Les histoires convergent, comme il se doit. Et si vous venez avec un trio mélancolique de sopranos (deux complètes, unemezzo) sur scène pour le final d'un opéra sur la fête, le public du Met pensera au film de StraussLe Chevalier à la Rose. À ce moment-là, d’autres éléments se mettent rétrospectivement en place : des roses, des valses, de la sagesse et Renée Fleming chantant un amour de jeunesse d’antan. (Sa dernière apparition au Met en 2017, c'était lorsqu'elle a pris sa retraite du rôle de la Maréchale.) C'est une démarche dangereuse d'évoquer Strauss dans un opéra déjà si rempli d'échos d'un autre classique. Mais Puts y parvient surtout, tressant les voix féminines dans un cordon d’argent et les entrelaçant avec découragement et charme.
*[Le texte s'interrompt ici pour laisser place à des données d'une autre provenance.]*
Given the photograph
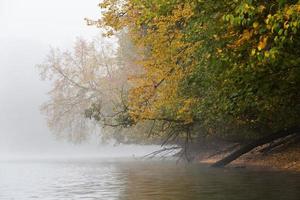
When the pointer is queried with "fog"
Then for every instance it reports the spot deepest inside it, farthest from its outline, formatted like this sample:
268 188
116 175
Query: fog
28 29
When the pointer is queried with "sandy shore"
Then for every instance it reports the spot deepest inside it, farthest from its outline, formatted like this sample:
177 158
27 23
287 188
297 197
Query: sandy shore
284 160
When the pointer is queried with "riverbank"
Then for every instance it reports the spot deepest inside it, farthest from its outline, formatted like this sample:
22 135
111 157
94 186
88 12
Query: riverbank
287 159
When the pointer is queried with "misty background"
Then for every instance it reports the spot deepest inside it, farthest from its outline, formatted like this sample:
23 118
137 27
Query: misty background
28 29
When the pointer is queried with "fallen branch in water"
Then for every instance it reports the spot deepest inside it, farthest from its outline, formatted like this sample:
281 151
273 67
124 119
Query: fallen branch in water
248 147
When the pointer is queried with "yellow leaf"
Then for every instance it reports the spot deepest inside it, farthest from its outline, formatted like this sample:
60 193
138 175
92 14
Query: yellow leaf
262 43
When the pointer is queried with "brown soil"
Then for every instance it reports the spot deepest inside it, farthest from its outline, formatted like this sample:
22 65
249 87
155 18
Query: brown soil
287 159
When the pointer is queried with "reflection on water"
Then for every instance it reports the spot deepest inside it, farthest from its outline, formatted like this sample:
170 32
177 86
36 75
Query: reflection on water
133 180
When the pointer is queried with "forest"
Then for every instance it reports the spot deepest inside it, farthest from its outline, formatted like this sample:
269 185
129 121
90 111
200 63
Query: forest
183 73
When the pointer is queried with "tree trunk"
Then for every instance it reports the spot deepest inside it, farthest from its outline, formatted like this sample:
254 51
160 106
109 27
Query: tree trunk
248 147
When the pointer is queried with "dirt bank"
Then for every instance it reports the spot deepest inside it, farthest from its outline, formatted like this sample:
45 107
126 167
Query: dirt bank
287 159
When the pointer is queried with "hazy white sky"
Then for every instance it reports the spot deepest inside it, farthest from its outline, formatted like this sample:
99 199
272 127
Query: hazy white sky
28 29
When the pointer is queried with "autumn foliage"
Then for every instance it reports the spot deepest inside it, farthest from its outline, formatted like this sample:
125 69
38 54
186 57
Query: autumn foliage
229 68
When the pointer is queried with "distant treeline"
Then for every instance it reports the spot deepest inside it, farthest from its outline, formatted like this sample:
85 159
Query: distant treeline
181 70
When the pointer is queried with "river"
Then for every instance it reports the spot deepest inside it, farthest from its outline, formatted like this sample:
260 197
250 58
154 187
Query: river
140 180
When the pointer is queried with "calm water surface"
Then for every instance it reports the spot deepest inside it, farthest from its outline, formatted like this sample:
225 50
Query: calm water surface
137 180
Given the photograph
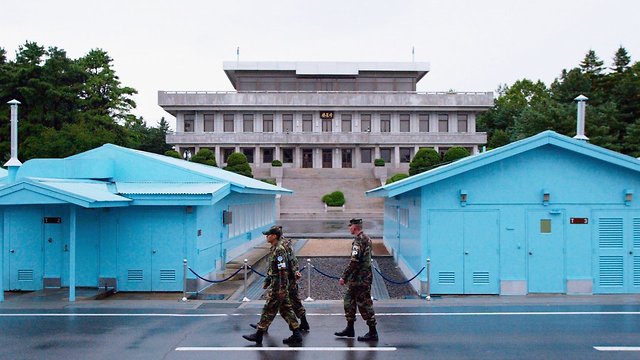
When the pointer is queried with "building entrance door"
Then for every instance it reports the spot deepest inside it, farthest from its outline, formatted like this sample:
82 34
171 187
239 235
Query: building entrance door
307 158
327 158
347 158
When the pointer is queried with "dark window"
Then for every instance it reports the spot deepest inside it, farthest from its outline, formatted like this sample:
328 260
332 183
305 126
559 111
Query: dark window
405 123
208 122
405 155
247 122
267 155
287 156
385 122
307 122
424 122
228 123
443 123
189 121
267 123
366 155
365 123
287 122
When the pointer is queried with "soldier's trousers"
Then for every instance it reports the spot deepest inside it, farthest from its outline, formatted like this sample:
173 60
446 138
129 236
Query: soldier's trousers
271 308
359 297
296 303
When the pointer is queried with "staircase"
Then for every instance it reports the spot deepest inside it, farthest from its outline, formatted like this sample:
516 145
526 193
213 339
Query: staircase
309 185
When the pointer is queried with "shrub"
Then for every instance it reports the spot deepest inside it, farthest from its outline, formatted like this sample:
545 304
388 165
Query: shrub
205 156
173 153
455 153
396 177
237 163
335 198
425 159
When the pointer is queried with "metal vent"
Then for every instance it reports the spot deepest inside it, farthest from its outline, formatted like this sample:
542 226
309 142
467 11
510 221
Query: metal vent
480 277
168 275
611 271
25 275
134 275
446 277
610 233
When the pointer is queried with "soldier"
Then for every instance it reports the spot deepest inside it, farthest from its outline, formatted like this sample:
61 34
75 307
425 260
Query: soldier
358 277
277 297
294 276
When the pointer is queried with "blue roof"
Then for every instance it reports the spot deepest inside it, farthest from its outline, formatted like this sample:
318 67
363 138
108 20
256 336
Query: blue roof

Les trois femmes du roman de Cunningham vivent des expériences similaires à des époques et des lieux différents. Virginia travaille aux côtés de son mari, Leonard, dans son atelier littéraire raréfié. Laura fuit son ranch parfait et la tendresse suffocante de son mari et de son fils pour la solitude impersonnelle d'une chambre d'hôtel. Clarissa Vaughan tente d'organiser une célébration au milieu des ravages du sida. Tous trois sont hantés par la déception, l’appréhension et le sentiment que leurs efforts méticuleux ne suffiront jamais à réparer les dégâts qu’ils ont subis et causés. Chacune essaie de tirer quelques brins de joie et quelques gouttes de but de sa désolation. Ils réussissent, ce qui en fait une sorte de tragédie optimiste : la vie en vaut la peine, du moins pour un temps. Mais le bonheur a un coût, et généralement quelqu’un d’autre doit le payer – dans ce cas, les hommes de leur vie.
Finalement, les émotions qu’ils ont en commun deviennent un handicap pour l’opéra. Le premier acte se termine sur une tristesse revigorante, mais le second commence lentement et génériquement sombre. Des personnalités discrètes commencent à se liquéfier et à se mélanger, toutes ces lamentations gracieuses se fondant dans un flot de mélodie chaleureuse. C'est peut-être pour cette raison que la pièce perd son élan pendant une longue période au cours du deuxième acte, et la touche légère de Puts devient incertaine – du moins jusqu'à ce que l'horrible dénouement que nous avons toujours su devoir arriver. Et puis l’opéra s’éloigne doucement vers le rideau final, se fondant magnifiquement dans l’obscurité et la résignation.
Les heuresest au Metropolitan Opera jusqu'au 15 décembre.